26.6.07

Esquecimento

César abriu os braços com empolgação e gritou bem alto: “Voltei, pessoal!”.

José, Alberto e Wesley eram os três amigos adolescentes que o esperavam na frente do aeroporto. Olharam-no de cima pra baixo com o rosto cheio de espinhas e espanto: rodeado de malas, a pele alisada, a barba feita, o cabelo cortado, o corpo todo colorido por roupas estrangeiras, o semblante da alegria pendurado em seu nariz de palhaço: se fosse o mesmo, ainda seria outro.

- Pôxa, que saudade de vocês. Nossa, vocês não têm noção como senti falta de meus amigo nessa viagem. Eu conheci gente, mas nenhuma era tão especial quanto vocês! Nenhuma! Nossa, me bate uma coisa boa em ver vocês! Lembro das tantas vezes que saímos juntos, das piadas, das festas desses 8 anos em que nos conhecemos. Quanta saudade! É saudade demais, meu Deus!

Enquanto César caminha rapidamente para abraçar seus amigos, os três recuam: dois passos para traz: o passado despenca sobre nossas cabeças: desconfiança: uma rasteira que nos apunhala pelas costas.

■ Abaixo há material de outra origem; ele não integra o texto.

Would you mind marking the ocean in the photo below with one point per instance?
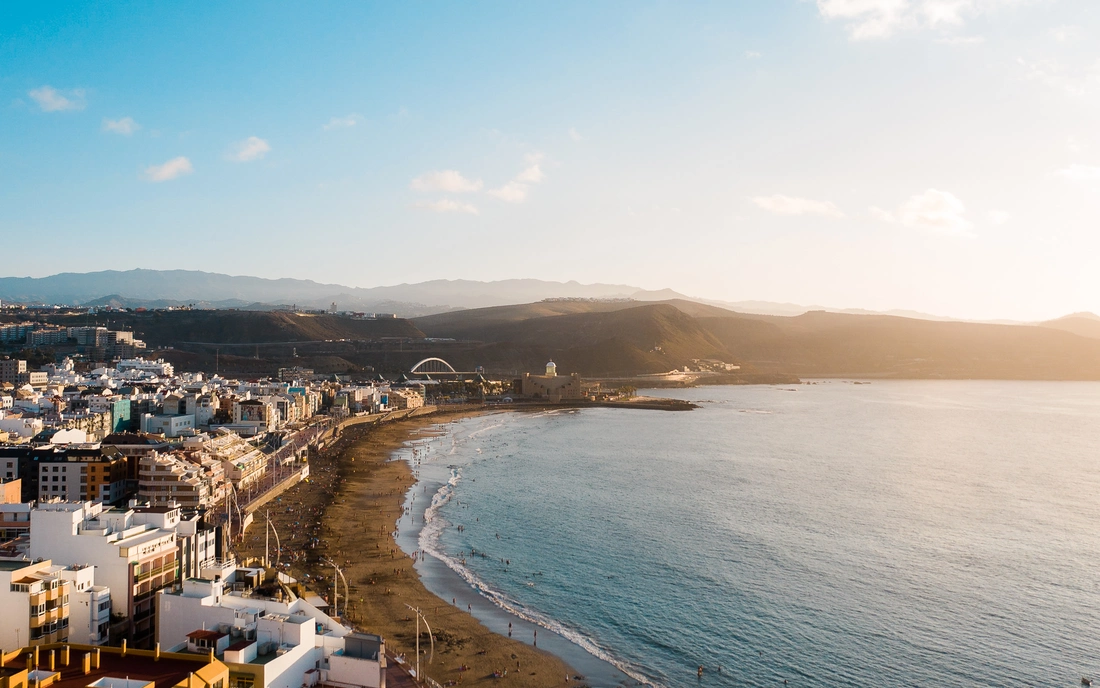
(928, 533)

Alberto tira da cintura o 3-8tão de seu pai e manda dois tiros na testa de César, que cai no chão em silêncio ensangüentado. Agora, uma pedra sorridente estendida no piso do aeroporto.

José acende um cigarro e caminha lentamente de volta para a casa. Wesley comenta com os dois enquanto come pipocas: “ele sempre foi um idiota, né?”. Alberto guarda a arma na cintura e responde: “o importante é que túmulos não são esquecidos”. Os outros dois concordam balançando a cabeça silenciosamente.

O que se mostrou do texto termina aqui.